Thank you so much everyone for sharing your experiences, although I didn't get to my consultant appointment yesterday, I saw a different consultant from the maternity unit (who is more senior than our own consultant) whilst I was being monitored, and he was brilliant, he listened and was really kind, and he's said that if my consultant won't support an ELCS he will, which made me feel masses better. So I suppose if our consultant says no, I just ask to be referred to the other consultant instead.
The head midwife/matron was also absolutely brilliant, and said that she 100% supported me having an ELCS, and that she would send an email/memo to our consultant saying that. Both her and the other consultant have also written in my notes that they strongly recommend ELCS, so hopefully that might carry some weight.

Thank you all so much once again, I really appreciate all of the advice and support.

hazchem Fri 21-Feb-14 07:40:30

That is really good to hear. I'm so pleased the HCP are supporting you in this.

the other thing you could do is look at getting one of the Hypno Birth CDs they do a specific one for Cesarean section. I know a friend who found having done that really helpful when she had her cesarean and it maybe nice for you and your husband to do together.

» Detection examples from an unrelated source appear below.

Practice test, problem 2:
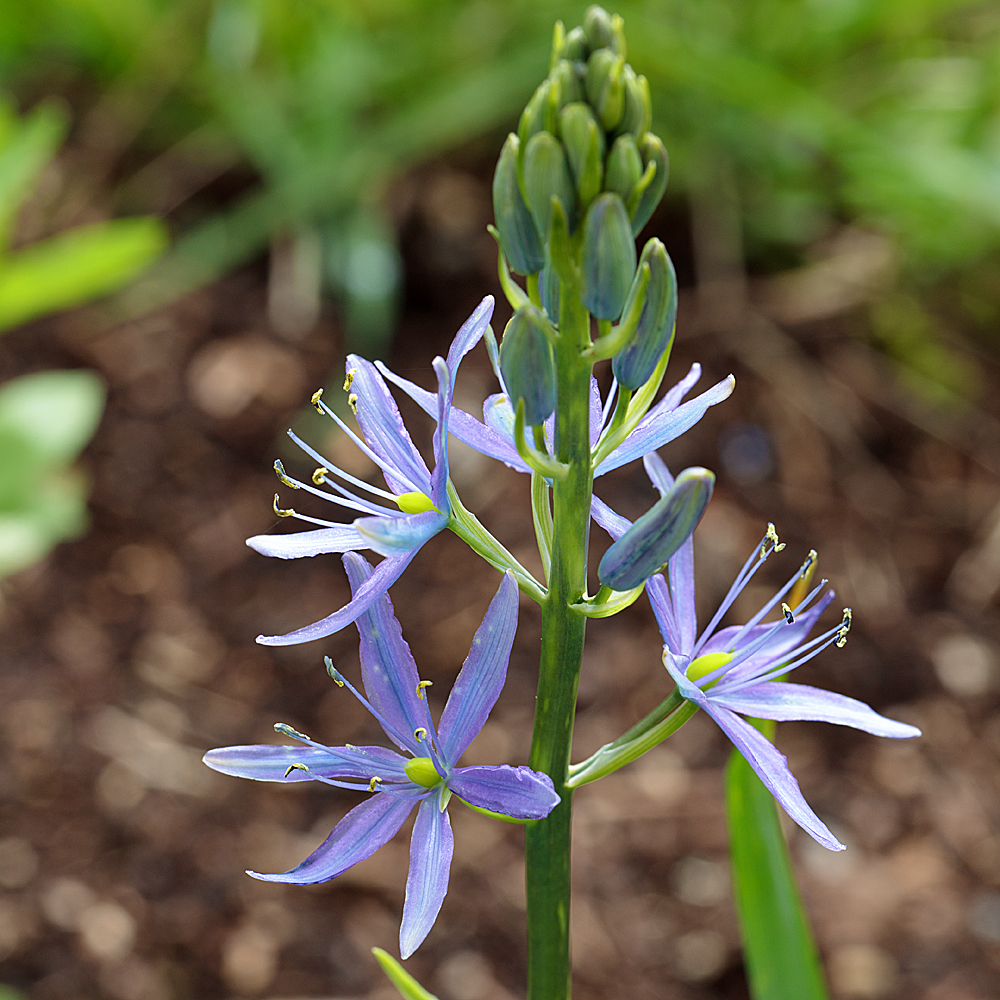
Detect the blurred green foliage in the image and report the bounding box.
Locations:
[0,0,1000,394]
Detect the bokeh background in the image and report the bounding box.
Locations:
[0,0,1000,1000]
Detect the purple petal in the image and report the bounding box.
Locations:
[202,743,406,783]
[344,553,431,757]
[354,510,448,557]
[448,764,559,819]
[438,572,517,764]
[594,375,736,476]
[347,354,431,494]
[399,792,455,959]
[709,681,920,740]
[257,549,417,646]
[247,792,413,885]
[247,524,368,559]
[702,692,844,851]
[448,295,494,379]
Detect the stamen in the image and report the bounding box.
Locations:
[837,608,854,649]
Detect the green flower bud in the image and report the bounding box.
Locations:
[583,4,615,49]
[584,49,625,132]
[493,133,545,274]
[560,27,590,62]
[632,132,670,236]
[604,135,642,202]
[611,237,677,391]
[618,66,653,140]
[583,191,635,319]
[524,132,576,241]
[500,304,556,427]
[597,468,715,590]
[559,103,604,206]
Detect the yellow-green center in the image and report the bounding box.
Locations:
[403,757,441,788]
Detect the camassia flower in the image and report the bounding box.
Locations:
[247,295,493,646]
[205,553,559,958]
[593,454,920,851]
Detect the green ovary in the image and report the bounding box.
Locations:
[403,757,441,788]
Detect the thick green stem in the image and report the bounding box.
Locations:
[525,264,593,1000]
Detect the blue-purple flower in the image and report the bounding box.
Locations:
[247,295,493,646]
[593,454,920,851]
[205,553,559,958]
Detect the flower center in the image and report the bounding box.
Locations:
[685,653,736,684]
[403,757,441,788]
[396,492,437,514]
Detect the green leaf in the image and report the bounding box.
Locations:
[726,720,827,1000]
[372,948,437,1000]
[0,217,167,331]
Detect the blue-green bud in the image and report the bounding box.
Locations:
[618,65,653,140]
[559,103,604,206]
[632,132,670,236]
[604,135,642,202]
[524,132,576,240]
[582,191,635,319]
[500,304,556,427]
[611,237,677,391]
[597,468,715,590]
[493,133,545,274]
[584,49,625,132]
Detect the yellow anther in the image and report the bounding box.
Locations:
[837,608,854,649]
[274,493,295,517]
[274,458,300,490]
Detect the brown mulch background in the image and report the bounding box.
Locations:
[0,148,1000,1000]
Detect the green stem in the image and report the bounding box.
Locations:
[525,260,593,1000]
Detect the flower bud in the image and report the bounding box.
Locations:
[604,135,642,202]
[611,237,677,391]
[584,49,625,132]
[618,65,653,140]
[493,133,545,274]
[597,468,715,590]
[524,132,576,242]
[500,305,556,427]
[583,191,635,319]
[632,132,670,236]
[559,103,604,206]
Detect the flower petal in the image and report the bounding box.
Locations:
[448,764,559,819]
[344,553,430,757]
[709,681,920,740]
[354,510,448,557]
[594,375,736,476]
[247,524,369,559]
[438,572,517,765]
[347,354,431,494]
[257,549,417,646]
[702,692,844,851]
[247,792,413,885]
[399,792,455,959]
[202,743,406,783]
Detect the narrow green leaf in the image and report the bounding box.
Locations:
[0,217,167,331]
[372,948,437,1000]
[726,721,827,1000]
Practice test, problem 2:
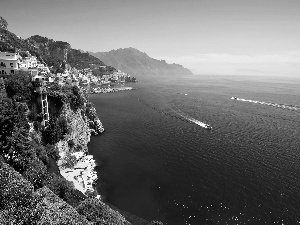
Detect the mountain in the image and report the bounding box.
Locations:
[0,17,115,75]
[89,48,192,76]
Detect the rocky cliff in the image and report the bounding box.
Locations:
[90,48,192,77]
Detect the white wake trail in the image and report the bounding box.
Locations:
[231,97,300,111]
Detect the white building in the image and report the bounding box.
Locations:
[0,52,22,75]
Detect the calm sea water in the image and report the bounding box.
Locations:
[89,75,300,225]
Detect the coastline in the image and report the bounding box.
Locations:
[55,100,104,198]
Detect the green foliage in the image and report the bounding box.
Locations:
[5,71,33,100]
[0,162,34,209]
[42,117,68,145]
[34,187,91,225]
[22,160,50,189]
[61,152,77,168]
[0,101,29,150]
[47,173,74,202]
[76,198,129,225]
[45,144,60,161]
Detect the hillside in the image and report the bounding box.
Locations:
[90,48,192,77]
[0,18,115,75]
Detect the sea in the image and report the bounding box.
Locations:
[89,75,300,225]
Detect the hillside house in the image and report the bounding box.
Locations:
[0,52,22,75]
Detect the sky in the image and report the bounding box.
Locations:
[0,0,300,77]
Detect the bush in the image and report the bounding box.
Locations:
[47,173,74,202]
[76,198,130,225]
[45,144,60,161]
[22,160,49,189]
[5,71,33,100]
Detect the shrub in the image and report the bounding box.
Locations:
[76,198,129,225]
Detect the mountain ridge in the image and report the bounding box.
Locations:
[89,47,193,76]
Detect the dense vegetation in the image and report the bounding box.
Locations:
[0,73,130,224]
[0,17,161,225]
[90,48,192,77]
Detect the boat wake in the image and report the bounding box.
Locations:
[182,116,212,129]
[231,97,300,111]
[170,107,212,130]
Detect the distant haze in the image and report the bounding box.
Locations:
[0,0,300,76]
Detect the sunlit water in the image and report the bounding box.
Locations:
[89,76,300,225]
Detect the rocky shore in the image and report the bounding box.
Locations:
[55,101,104,194]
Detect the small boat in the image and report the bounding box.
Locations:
[205,124,212,130]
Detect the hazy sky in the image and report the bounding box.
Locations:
[0,0,300,76]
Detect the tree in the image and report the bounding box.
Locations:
[5,71,33,100]
[76,198,130,225]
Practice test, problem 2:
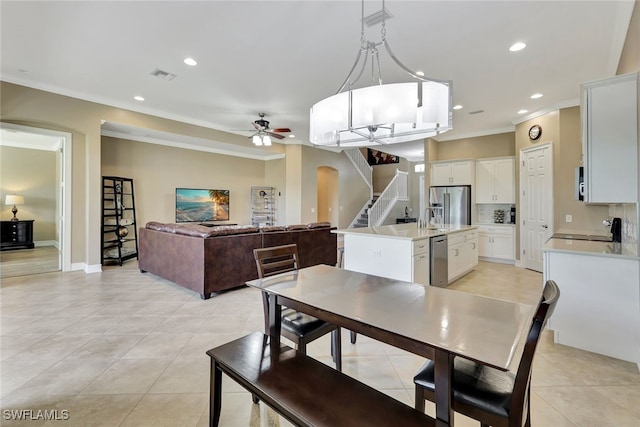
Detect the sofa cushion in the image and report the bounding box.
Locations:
[174,224,219,239]
[287,224,309,231]
[202,225,260,237]
[307,221,331,228]
[260,225,287,233]
[145,221,164,231]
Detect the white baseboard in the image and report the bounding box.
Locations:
[84,264,102,274]
[69,262,102,274]
[33,240,60,249]
[478,256,515,265]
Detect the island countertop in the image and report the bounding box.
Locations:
[542,238,640,260]
[333,223,478,240]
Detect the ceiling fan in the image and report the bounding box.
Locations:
[242,113,291,146]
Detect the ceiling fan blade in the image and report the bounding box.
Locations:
[265,131,284,139]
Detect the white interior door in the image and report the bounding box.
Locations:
[520,143,553,272]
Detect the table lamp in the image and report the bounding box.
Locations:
[4,194,24,221]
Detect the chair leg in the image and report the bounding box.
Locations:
[415,386,424,412]
[331,328,342,372]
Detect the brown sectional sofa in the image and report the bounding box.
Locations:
[138,222,337,299]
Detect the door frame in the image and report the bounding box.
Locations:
[518,141,555,268]
[0,122,72,271]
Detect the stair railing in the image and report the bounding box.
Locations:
[369,169,409,227]
[344,148,373,203]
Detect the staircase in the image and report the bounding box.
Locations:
[350,196,378,228]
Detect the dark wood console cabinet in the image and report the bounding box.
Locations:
[0,219,34,251]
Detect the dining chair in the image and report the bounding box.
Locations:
[413,280,560,427]
[253,244,342,371]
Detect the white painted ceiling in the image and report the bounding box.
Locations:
[0,0,634,160]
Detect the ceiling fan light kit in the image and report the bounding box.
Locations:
[309,0,453,147]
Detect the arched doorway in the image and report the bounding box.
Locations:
[317,166,339,227]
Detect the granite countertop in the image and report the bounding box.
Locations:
[542,238,640,260]
[333,223,478,240]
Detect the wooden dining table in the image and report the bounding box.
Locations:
[247,265,535,426]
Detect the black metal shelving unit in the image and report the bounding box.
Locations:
[101,176,138,265]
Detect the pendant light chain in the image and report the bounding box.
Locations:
[380,0,387,44]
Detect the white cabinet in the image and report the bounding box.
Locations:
[462,230,478,271]
[431,160,475,185]
[581,73,639,203]
[447,230,478,283]
[544,251,640,368]
[447,233,464,283]
[411,239,429,285]
[478,225,515,261]
[344,236,429,285]
[476,157,516,204]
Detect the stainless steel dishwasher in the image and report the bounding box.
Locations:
[430,234,449,288]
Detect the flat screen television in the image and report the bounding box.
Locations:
[176,188,229,222]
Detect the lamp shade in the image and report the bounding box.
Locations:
[4,194,24,205]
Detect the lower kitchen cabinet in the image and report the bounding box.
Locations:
[478,225,515,262]
[544,249,640,368]
[447,230,478,283]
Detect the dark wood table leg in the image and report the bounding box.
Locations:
[434,349,453,427]
[269,294,282,346]
[209,358,222,427]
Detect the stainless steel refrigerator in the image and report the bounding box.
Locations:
[427,185,471,225]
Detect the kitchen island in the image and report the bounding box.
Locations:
[541,238,640,368]
[333,223,478,285]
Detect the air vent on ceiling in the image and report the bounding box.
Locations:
[364,9,393,27]
[151,68,176,81]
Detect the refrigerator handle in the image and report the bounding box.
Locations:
[442,192,451,224]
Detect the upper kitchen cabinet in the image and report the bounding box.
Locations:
[431,160,475,185]
[581,73,639,203]
[476,157,516,204]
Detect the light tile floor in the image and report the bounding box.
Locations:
[0,261,640,427]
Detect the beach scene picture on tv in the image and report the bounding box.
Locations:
[176,188,229,222]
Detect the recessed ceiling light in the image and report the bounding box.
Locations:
[509,42,527,52]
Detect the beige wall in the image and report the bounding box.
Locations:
[0,146,59,243]
[317,166,340,225]
[102,137,270,226]
[430,132,515,161]
[0,82,284,271]
[616,0,640,74]
[300,146,369,228]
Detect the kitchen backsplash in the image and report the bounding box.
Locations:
[609,204,638,256]
[476,204,512,224]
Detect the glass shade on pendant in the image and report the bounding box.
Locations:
[309,80,453,147]
[4,194,24,205]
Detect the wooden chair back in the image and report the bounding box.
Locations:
[253,244,300,279]
[509,280,560,425]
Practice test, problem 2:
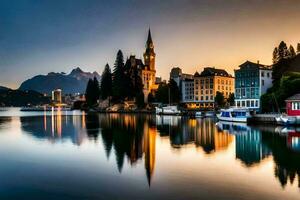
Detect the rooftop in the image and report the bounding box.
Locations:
[194,67,232,77]
[286,93,300,101]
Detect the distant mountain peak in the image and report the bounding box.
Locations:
[70,67,84,74]
[20,67,100,94]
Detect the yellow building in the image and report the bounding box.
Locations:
[125,29,158,103]
[52,89,62,104]
[192,67,234,108]
[141,29,158,102]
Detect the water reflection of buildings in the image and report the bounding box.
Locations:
[156,116,234,154]
[20,111,86,145]
[262,128,300,187]
[235,129,271,166]
[217,122,271,167]
[100,115,156,185]
[218,124,300,187]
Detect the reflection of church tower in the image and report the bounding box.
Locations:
[144,124,156,186]
[142,29,158,102]
[144,29,155,71]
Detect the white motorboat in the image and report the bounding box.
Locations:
[155,106,180,115]
[195,111,203,118]
[217,108,251,122]
[275,115,298,125]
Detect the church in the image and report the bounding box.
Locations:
[125,29,158,103]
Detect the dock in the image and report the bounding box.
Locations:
[247,114,280,124]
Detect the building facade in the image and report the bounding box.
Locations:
[285,94,300,116]
[141,29,158,102]
[52,89,62,104]
[125,29,161,103]
[181,78,194,103]
[235,61,273,111]
[170,67,194,103]
[194,67,234,108]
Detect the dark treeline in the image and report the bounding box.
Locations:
[86,50,144,107]
[152,79,181,104]
[261,41,300,112]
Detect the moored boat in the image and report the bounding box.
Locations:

HauntedNoddyCar Fri 21-Feb-14 09:12:15

Glad all ok with both of you. You know what, of the midwives are on your side and the senior consultant too then you've got it sorted. smile

Don't worry too much if they don't book a date yet. My ELCS was agreed very early on with an antipated date. They didn't actually put it in the list until about 3 weeks beforehand and the consultant came down to do it rather than the usual registrar.